Our study aimed to both provide comprehensive mechanistic enlightenment of the dissolution, supersaturation, and precipitation behavior of different formulations using various sampling approaches, as well as evaluate the predictive capabilities by in vitro in vivo correlation (IVIVC). In vitro two-stage dissolution tests, that simulate the transfer from gastric to intestinal phases, using four different formulations at two dose strengths of the poorly water-soluble and weakly basic drug emodepside were performed. During the two-stage dissolution tests, five different sampling approaches were employed simultaneously (in situ 2 derivative UV spectroscopy, benchtop centrifugation, filtration, nanofiltration, and microdialysis). Comparison of the different fractions captured by alternative sampling approaches allowed for mechanistic understandings of the interrelated processes occurring during non-sink biomimetic dissolution of the various formulations (drug-rich submicron particles, bile salt micelle-association, supersaturation/precipitation).

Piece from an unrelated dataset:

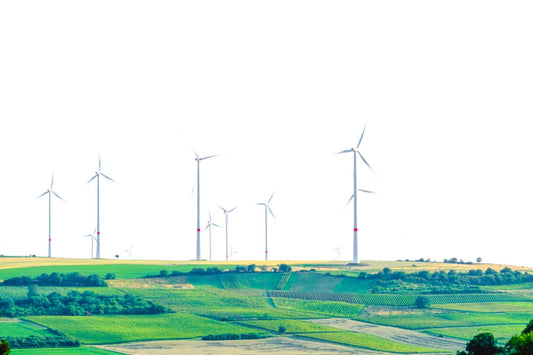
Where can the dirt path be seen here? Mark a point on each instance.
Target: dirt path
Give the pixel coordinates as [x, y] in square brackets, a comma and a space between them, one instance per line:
[398, 334]
[277, 345]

The selective insights into the various "dissolved" fractions are discussed in the light of analogous literature findings. Furthermore, the bio-predictive capabilities of the sampling approaches were evaluated by IVIVC. Microdialysis and nanofiltration reflected human oral bioavailability best, followed by conventional filtration and benchtop centrifugation, while in situ UV spectroscopy showed the poorest correlation. Analysis of molecularly dissolved drug thus appears to better predict formulation behavior in vivo.